Un centro diurno dell'Anffas di Modica, struttura dedicata all'assistenza di persone con disabilità, è stato chiuso a seguito di una complessa inchiesta condotta dalla Procura di Ragusa. L'indagine ha rivelato presunti maltrattamenti ai danni degli ospiti, portando all'arresto domiciliare di due individui e alla sospensione dall'attività professionale di altri cinque operatori. Complessivamente, tredici persone risultano attualmente indagate nell'ambito di questa delicata vicenda.
I provvedimenti cautelari sono stati eseguiti il 3 agosto 2026 dai carabinieri del Nas di Ragusa, che hanno operato con il supporto della Compagnia di Modica, su specifica disposizione del Giudice per le Indagini Preliminari (GIP) di Ragusa.
Tra coloro che sono stati posti agli arresti domiciliari figurano il presidente dell'Anffas di Modica, che rivestiva il ruolo di garante della struttura, e un operatore direttamente impiegato nel centro. Per altri cinque operatori, il GIP ha stabilito il divieto di esercitare la professione e di prestare qualsiasi forma di assistenza a soggetti fragili, data la gravità delle accuse. Ulteriori sei operatori sono stati iscritti nel registro degli indagati, ma senza l'applicazione di misure cautelari immediate.
Le accuse formulate, a vario titolo e con diverse responsabilità, includono principalmente maltrattamenti e l'esercizio abusivo della professione infermieristica. Secondo le risultanze della Procura, due degli indagati avrebbero attivamente e direttamente posto in essere le condotte violente contestate.
Agli altri indagati, invece, viene imputato di non essere intervenuti per impedire tali azioni né di aver provveduto a denunciare quanto stava accadendo all'interno delle mura del centro.
Dettagli dell'inchiesta e le gravi contestazioni
L'intera indagine ha preso avvio da un'ispezione ordinaria condotta dai carabinieri del Nas, la quale aveva già in precedenza evidenziato una serie di irregolarità significative nella gestione quotidiana del centro diurno. Gli episodi specifici oggetto delle contestazioni da parte della Procura risalgono a un periodo ben definito, compreso tra dicembre 2025 e febbraio 2026. Tra le gravi contestazioni mosse agli indagati spicca anche la somministrazione di farmaci agli ospiti da parte di personale non adeguatamente abilitato, e ciò in totale assenza di infermieri professionali qualificati, un elemento che evidenzia ulteriormente le profonde carenze e le violazioni riscontrate nella struttura.

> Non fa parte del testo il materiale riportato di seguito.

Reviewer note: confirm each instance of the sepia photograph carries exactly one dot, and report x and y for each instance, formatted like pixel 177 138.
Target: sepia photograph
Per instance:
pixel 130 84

L'Anffas: la sua missione e il suo impegno nel sociale
L'Anffas, acronimo che sta per Associazione Nazionale Famiglie di Persone con Disabilità Intellettiva e/o Relazionale, rappresenta un'importante organizzazione a livello nazionale. La sua missione è dedicata alla tutela dei diritti e all'assistenza delle persone affette da disabilità intellettiva e relazionale. L'associazione gestisce numerosi centri diurni e residenziali distribuiti su tutto il territorio italiano, con l'obiettivo primario di promuovere attivamente l'inclusione sociale e di migliorare concretamente la qualità della vita sia delle persone con disabilità sia delle loro famiglie, offrendo loro supporto e opportunità.
La missione istituzionale dell'Anffas prevede la promozione e l'erogazione di servizi essenziali che spaziano dall'assistenza all'educazione e alla riabilitazione.
Parallelamente, l'associazione si impegna nella strenua difesa dei diritti civili e sociali delle persone con disabilità. L'organizzazione opera attraverso una rete capillare e ben strutturata di servizi e strutture dedicate, impegnandosi costantemente a garantire standard elevati di qualità e sicurezza per tutti gli utenti e le loro famiglie, in linea con i principi etici e professionali che la contraddistinguono.